Expression profiling
From Wikipedia, the free encyclopedia

Microarray technology is often used for gene expression profiling. It makes use of the sequence resources created by the genome sequencing projects and other sequencing efforts to answer the question, what genes are expressed in a particular cell type of an organism, at a particular time, under particular conditions?
For instance, they allow comparison of gene expression between normal and diseased (e.g., cancerous) cells. There are several names for this technology - DNA microarrays, DNA arrays, DNA chips, gene chips, others. Sometimes a distinction is made between these names but in fact they are all synonyms as there are no standard definitions for which type of microarray technology should be called by which name.

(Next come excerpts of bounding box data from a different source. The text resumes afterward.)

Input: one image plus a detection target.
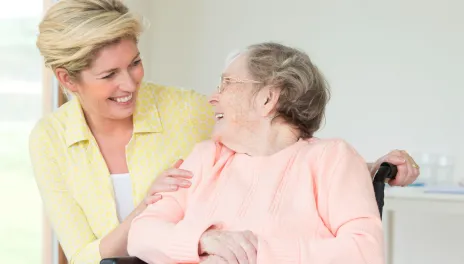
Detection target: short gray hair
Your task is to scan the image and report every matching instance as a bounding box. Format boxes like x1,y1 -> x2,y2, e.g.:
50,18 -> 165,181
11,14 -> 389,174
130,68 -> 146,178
239,42 -> 330,138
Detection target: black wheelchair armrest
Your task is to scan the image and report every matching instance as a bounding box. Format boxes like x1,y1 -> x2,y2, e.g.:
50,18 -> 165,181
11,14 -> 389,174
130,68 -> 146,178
373,162 -> 398,218
100,257 -> 147,264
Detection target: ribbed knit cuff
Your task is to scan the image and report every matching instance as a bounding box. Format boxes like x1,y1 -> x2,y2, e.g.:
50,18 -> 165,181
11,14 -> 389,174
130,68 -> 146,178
165,220 -> 212,263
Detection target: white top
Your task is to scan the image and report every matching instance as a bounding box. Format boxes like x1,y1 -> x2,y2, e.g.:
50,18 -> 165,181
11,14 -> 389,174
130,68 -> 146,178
110,173 -> 134,222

Microarrays exploit the preferential binding of complementary nucleic acid sequences. A microarray is typically a glass slide, on to which DNA molecules are attached at fixed locations (spots or features). There may be tens of thousands of spots on an array, each containing a huge number of identical DNA molecules (or fragments of identical molecules), of lengths from twenty to hundreds of nucleotides. The spots on a microarray are either printed on the microarrays by a robot, or synthesized by photo-lithography (similar to computer chip productions) or by ink-jet printing. There are commercially available microarrays, however many academic labs produce their own microarrays.

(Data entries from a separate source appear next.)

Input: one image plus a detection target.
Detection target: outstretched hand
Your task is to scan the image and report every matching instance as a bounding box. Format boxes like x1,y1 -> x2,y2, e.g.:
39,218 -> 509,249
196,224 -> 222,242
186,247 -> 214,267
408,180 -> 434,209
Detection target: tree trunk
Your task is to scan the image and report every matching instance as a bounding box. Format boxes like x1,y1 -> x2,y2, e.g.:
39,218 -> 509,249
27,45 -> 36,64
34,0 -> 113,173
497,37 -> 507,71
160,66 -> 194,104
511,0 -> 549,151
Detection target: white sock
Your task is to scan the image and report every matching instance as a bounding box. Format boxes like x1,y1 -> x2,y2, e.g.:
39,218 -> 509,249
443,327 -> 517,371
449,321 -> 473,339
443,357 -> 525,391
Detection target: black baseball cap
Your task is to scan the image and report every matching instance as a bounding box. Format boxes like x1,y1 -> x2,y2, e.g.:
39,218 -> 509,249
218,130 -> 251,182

Microarrays that contain all of the about 6000 genes of the yeast genome have been available since 1997. The latest generations of commercial microarrays represent the entire human genome, more than 30,000 genes, on two microarrays.
Because the data generated by such experiments are highly multidimensional and often noisy, one must pay considerable attention to experimental design if valid biological conclusions are to be obtained. A key distinction that must be kept in mind is that between technical replicates versus biological replicates because both instrument noise and biological variation may represent confounding variables in the ANOVA calculations. If one divides a sample from the same organism or culture into several subsamples and runs each on a chip, these are technical replicates: they provide information about the variability in the technology, but they do not provide information about the biological variation between individual experimental units. Only by giving the same treatment to multiple experimental units can one estimate the biological variability.
Many biologists interpret changes in gene expression levels based on the fold ratio by which it has gone up or down between treatments. However, this is not a statistically valid approach, since it does not take into account the variability of that gene between replicates assigned the same treatment. A fourfold change in the measured expression level of a gene that varies greatly between samples given the same treatment is probably not significant, whereas a 1.4-fold change in the measured expression of a tightly regulated gene could be very significant.
Consider for example Down syndrome, which usually affects people born with a third copy of chromosome 21, so they have three copies of the genes on chromosome 21 rather than the normal two copies. Theoretically, this means about a 1.5-fold ratio compared to normal, but dosage compensation mechanisms will probably reduce this somewhat to perhaps 1.4-fold. By the cutoff of a two-fold change used by many biologists, few of the gene expression changes caused by trisomy 21 would be deemed significant, and yet the syndrome very clearly is significant.
Biologists embarking on expression studies are strongly advised to consult with biostatisticians before starting work, in order to estimate how much replication is needed to obtain sufficient statistical power. Using more replicates than needed may be wasteful, but using too few in an attempt to keep down costs is even more wasteful. If the experimental design is not appropriate, then even very sophisticated statistical analysis after the fact might not be able to answer the biological question that was being asked.